Path: utzoo!utgpu!jarvis.csri.toronto.edu!mailrus!cornell!uw-beaver!tektronix!orca!tekecs!frip!andrew
From: andrew@frip.wv.tek.com (Andrew Klossner)
Newsgroups: comp.arch
Subject: RISC vs unaligned data
Message-ID: <11222@tekecs.GWD.TEK.COM>
Date: 31 Mar 89 18:47:49 GMT
References: <355@bnr-fos.UUCP> <13@microsoft.UUCP> <16058@cup.portal.com> <370@bnr-fos.UUCP>
Sender: andrew@tekecs.GWD.TEK.COM
Organization: Tektronix, Wilsonville, Oregon
Lines: 45

[]

	"the historical trend is to be progressively more tolerant of
	misalignment, e.g. IBM /360 /370, Motorola 68K families. All
	the "tolerant" machines always attach a *penalty* to
	misalignment.

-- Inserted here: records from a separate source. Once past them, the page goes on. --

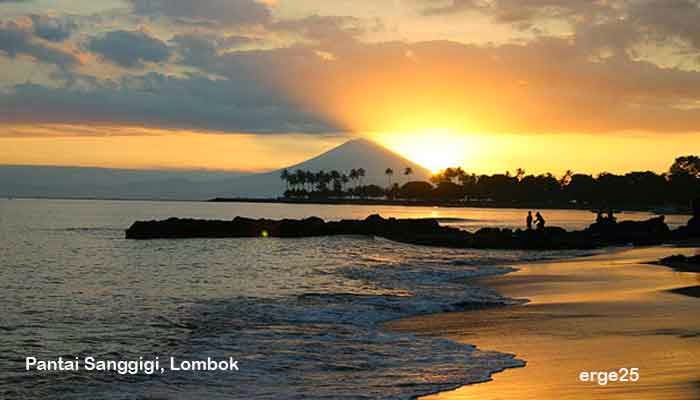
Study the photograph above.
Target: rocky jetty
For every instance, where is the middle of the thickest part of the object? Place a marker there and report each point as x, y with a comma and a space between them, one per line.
414, 231
692, 230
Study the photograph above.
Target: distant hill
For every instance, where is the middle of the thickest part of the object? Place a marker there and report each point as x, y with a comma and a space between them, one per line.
359, 153
106, 183
79, 182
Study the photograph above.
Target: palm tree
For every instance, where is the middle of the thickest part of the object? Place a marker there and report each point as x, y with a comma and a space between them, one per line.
301, 178
354, 175
408, 171
361, 175
285, 177
344, 179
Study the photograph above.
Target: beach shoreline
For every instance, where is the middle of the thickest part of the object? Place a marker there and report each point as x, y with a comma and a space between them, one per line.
598, 313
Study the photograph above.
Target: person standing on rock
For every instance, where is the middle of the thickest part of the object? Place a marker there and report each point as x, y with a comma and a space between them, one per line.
539, 221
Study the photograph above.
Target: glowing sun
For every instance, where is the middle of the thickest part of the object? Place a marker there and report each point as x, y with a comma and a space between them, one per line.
435, 149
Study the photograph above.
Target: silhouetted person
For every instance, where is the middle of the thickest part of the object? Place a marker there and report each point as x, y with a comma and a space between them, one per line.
611, 216
539, 221
600, 218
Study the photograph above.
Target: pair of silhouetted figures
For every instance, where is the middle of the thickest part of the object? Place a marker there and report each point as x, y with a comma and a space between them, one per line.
538, 220
603, 219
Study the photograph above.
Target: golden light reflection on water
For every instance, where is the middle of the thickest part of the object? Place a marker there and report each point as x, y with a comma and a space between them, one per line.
595, 314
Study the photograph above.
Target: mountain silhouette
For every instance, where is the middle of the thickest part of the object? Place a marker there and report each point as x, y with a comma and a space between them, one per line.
103, 183
358, 153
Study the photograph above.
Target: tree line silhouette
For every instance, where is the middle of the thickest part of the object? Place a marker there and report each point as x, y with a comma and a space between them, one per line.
678, 186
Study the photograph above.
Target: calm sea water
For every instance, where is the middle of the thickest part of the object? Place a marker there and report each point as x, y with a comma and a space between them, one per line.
300, 315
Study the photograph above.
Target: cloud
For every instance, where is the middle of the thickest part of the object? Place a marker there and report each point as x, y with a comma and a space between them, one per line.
17, 38
129, 49
229, 12
326, 29
156, 100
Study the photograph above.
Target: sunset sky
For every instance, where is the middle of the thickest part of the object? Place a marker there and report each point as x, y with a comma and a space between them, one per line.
491, 85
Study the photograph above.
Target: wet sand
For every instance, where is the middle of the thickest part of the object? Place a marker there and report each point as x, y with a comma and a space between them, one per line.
600, 313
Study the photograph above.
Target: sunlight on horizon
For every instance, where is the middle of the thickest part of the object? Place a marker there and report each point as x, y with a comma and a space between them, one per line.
434, 149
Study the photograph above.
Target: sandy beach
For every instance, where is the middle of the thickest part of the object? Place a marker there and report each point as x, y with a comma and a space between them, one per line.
599, 313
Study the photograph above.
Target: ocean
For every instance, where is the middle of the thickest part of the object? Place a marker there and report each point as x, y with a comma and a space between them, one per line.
302, 317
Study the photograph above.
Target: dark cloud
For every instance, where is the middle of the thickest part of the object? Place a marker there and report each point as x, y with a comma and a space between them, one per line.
198, 49
52, 29
668, 18
129, 48
230, 12
17, 38
194, 102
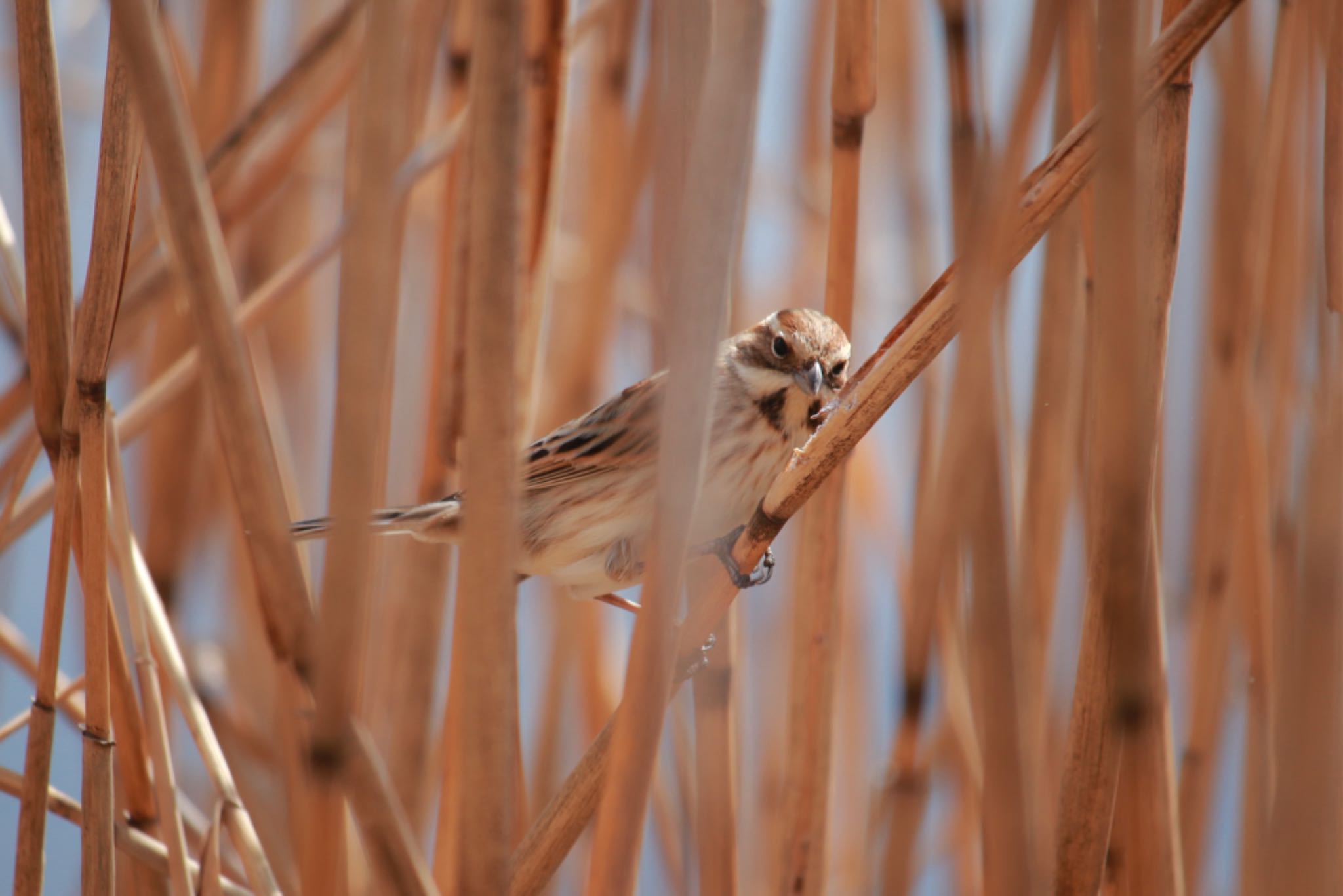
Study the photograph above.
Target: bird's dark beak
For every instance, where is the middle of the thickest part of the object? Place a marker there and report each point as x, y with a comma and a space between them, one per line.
809, 378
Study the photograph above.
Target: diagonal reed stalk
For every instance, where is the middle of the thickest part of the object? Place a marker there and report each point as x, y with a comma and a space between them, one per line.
817, 596
198, 245
366, 331
485, 638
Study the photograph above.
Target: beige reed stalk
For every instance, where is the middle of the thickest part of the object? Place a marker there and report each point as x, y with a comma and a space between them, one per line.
165, 783
700, 202
817, 594
1148, 792
903, 355
119, 165
201, 252
49, 309
1334, 167
485, 638
1053, 441
366, 332
1119, 703
136, 844
46, 215
140, 587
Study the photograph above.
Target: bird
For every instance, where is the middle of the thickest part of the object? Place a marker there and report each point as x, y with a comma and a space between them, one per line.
589, 488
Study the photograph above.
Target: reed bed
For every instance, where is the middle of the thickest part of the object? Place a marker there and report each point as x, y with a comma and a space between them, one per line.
1068, 617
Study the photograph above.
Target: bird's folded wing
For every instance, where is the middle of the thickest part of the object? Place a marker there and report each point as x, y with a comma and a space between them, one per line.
617, 436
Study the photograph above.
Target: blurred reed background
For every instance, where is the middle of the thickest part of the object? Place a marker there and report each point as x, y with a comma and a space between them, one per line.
1070, 617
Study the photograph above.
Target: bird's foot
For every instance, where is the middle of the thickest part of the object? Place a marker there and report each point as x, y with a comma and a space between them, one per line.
697, 661
721, 549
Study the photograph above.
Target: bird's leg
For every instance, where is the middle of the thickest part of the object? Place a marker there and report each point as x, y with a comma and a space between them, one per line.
617, 601
698, 661
721, 549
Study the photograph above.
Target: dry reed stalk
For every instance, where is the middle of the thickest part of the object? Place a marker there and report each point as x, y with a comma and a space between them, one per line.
1254, 570
546, 33
903, 355
383, 825
210, 879
974, 444
175, 456
366, 332
1119, 696
426, 567
612, 178
134, 844
716, 768
1306, 824
37, 768
11, 281
1244, 272
138, 586
411, 619
817, 585
119, 166
46, 220
1052, 449
1334, 167
1150, 837
707, 163
336, 38
485, 638
256, 309
165, 785
547, 111
199, 248
16, 650
965, 120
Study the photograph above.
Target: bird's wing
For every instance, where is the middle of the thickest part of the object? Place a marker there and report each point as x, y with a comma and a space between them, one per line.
621, 435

It is only the very recent crop of so-called RISC
	chips that is requiring alignment again."

Many contributors to this discussion seem to hold the opinion that, if
alignment isn't supported by hardware, it isn't supported at all.  But
one of the points of RISC is to move complexity from hardware to
software.  Why not just let the compiler do it?

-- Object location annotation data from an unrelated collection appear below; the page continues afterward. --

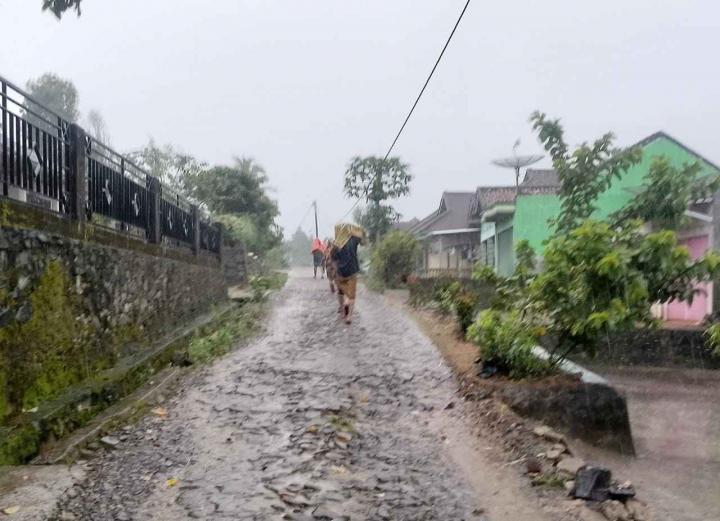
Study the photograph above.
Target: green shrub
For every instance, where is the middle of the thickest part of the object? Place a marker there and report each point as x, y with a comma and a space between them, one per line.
393, 259
447, 295
506, 342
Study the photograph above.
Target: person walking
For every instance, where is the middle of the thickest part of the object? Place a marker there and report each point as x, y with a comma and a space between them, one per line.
344, 254
329, 265
318, 252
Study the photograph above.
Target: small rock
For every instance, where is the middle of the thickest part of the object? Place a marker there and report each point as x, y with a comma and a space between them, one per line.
570, 465
533, 465
24, 313
638, 510
592, 483
615, 511
622, 492
546, 432
23, 282
586, 514
554, 454
328, 514
109, 442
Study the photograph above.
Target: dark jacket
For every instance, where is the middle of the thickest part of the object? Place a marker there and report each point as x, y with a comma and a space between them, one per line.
345, 258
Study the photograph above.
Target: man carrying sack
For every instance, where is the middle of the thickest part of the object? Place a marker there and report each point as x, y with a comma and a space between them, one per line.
347, 239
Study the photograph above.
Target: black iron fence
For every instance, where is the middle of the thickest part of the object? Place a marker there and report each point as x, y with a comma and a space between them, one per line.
49, 162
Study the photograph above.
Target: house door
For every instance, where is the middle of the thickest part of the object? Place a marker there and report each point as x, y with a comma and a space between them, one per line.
695, 312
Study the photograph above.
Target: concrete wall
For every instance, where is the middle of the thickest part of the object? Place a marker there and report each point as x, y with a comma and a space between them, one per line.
70, 308
505, 254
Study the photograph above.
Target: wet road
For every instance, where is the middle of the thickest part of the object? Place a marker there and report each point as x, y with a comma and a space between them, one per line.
675, 419
316, 420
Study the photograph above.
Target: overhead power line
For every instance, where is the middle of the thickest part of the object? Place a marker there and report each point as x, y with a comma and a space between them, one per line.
417, 100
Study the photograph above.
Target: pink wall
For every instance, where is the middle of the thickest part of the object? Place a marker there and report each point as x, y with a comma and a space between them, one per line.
695, 312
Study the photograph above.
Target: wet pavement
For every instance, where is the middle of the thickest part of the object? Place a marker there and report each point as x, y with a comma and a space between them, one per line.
315, 420
675, 420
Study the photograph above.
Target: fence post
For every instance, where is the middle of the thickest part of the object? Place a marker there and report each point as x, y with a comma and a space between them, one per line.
220, 242
196, 229
78, 174
154, 206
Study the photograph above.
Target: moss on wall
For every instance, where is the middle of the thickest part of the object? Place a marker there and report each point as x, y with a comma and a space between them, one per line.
45, 354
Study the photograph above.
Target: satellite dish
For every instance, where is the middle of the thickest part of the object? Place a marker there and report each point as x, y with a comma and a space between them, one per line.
517, 162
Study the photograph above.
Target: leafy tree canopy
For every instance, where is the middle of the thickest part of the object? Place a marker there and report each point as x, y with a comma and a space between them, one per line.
376, 218
59, 7
57, 94
238, 189
172, 167
600, 276
585, 173
377, 180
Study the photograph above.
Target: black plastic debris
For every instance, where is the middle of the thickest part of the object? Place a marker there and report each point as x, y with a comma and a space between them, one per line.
592, 483
621, 492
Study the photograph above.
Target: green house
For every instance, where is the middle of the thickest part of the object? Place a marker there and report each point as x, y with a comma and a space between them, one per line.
507, 215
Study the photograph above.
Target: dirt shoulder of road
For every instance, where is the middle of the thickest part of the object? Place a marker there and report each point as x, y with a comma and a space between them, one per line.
512, 436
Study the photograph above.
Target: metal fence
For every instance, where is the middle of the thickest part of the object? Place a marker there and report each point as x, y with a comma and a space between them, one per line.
53, 164
35, 151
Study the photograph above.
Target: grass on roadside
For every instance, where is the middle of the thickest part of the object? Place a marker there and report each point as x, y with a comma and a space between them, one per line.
235, 326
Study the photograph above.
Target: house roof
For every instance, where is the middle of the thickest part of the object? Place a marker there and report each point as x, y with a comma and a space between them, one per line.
662, 134
453, 214
540, 177
404, 226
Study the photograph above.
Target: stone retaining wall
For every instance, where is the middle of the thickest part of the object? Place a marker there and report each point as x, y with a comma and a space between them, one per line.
71, 308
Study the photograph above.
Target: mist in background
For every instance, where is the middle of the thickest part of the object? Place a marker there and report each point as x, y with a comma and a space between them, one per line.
302, 86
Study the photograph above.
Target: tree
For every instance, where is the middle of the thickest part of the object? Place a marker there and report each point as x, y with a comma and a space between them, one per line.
57, 94
377, 180
599, 276
394, 258
239, 189
377, 219
175, 169
58, 7
97, 127
298, 248
585, 173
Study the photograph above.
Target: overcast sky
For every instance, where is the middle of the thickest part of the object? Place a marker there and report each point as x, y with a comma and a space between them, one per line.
304, 85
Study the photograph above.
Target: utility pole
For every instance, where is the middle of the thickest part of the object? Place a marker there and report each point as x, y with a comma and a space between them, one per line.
317, 235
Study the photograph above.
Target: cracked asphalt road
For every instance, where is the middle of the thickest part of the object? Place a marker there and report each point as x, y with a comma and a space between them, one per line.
314, 420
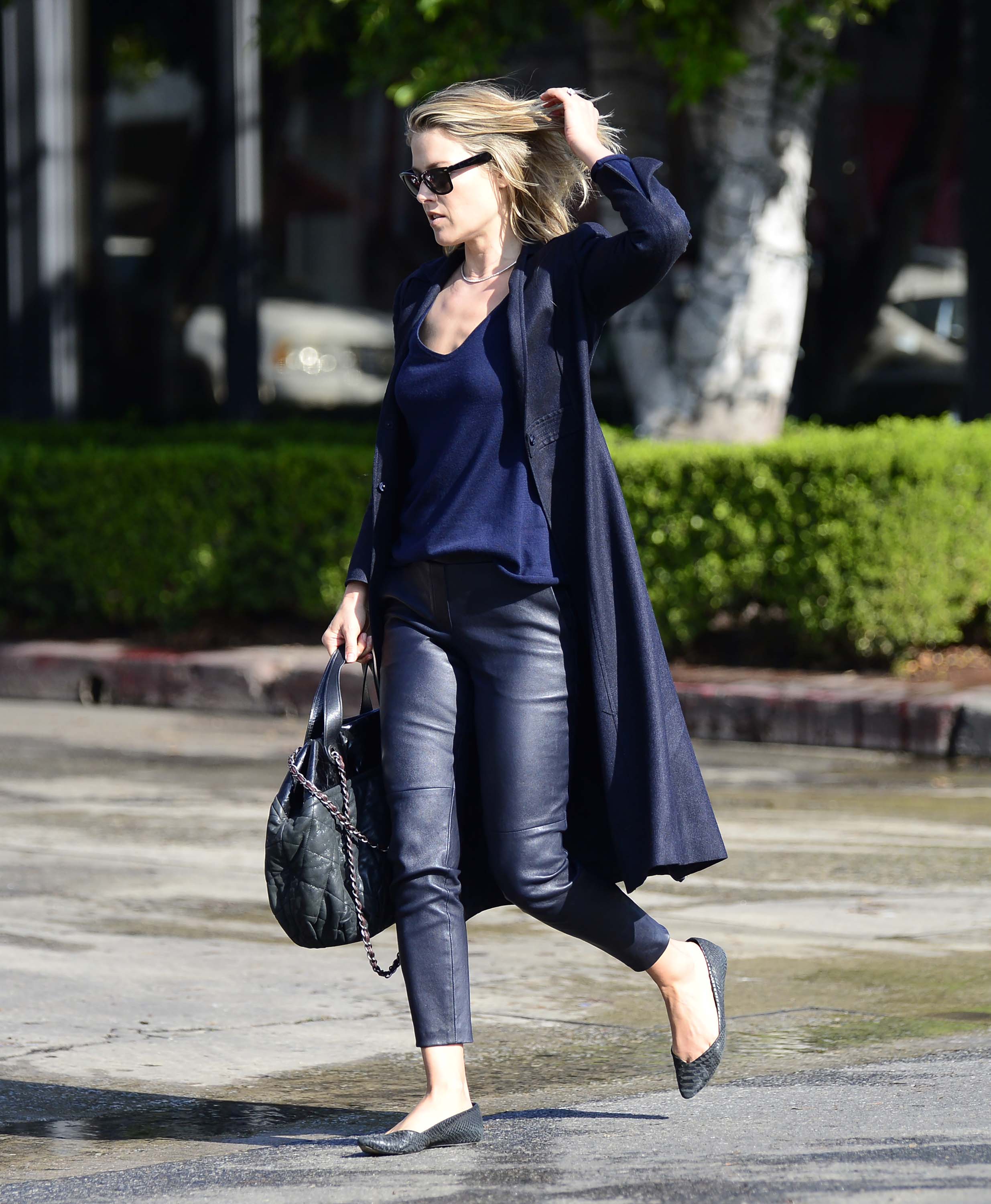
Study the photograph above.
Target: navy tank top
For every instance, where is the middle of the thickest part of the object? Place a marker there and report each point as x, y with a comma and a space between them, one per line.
471, 495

If the compiler knows the alignment of a word (the low two bits of the
address are a compile-time constant, as for an unaligned word within an
aligned structure), it can do a (slightly) better job than if it is
totally clueless about the runtime address.  PL/I provided the
"UNALIGNED" specifier to advantage on the 360/370 machines.  A system
supplier willing to extend their C language could add a similar
construct to C.

For example, on the 88k, an architecture that doesn't have particularly
good support for unaligned data, the compiler might generate code like
this to fetch a word from an address that it knows will be odd:

				; address of unaligned word to fetch is in r10
	ld.bu	r1,r10,0
	ld.hu	r2,r10,1
	ld.bu	r3,r10,3
	mak	r1,r1,8<24>
	mak	r2,r2,16<8>
	or	r1,r1,r2
	or	r1,r1,r3
				; word is in r1

If the word is in the data cache, this takes seven cycles and wastes
two scratch registers (r2 and r3).  (The code to fetch from an even but
unaligned address takes five cycles.)  With hardware support it could
do a better job ... but is it necessary to fetch an unaligned word in
fewer than seven cycles?  That fetch takes fewer nanoseconds than it
does on the modern, unalignment-forgiving CISC machine that I'm typing
this on, which after all is the bottom line in RISC vs CISC.

  -=- Andrew Klossner   (uunet!tektronix!orca!frip!andrew)      [UUCP]
                        (andrew%frip.wv.tek.com@relay.cs.net)   [ARPA]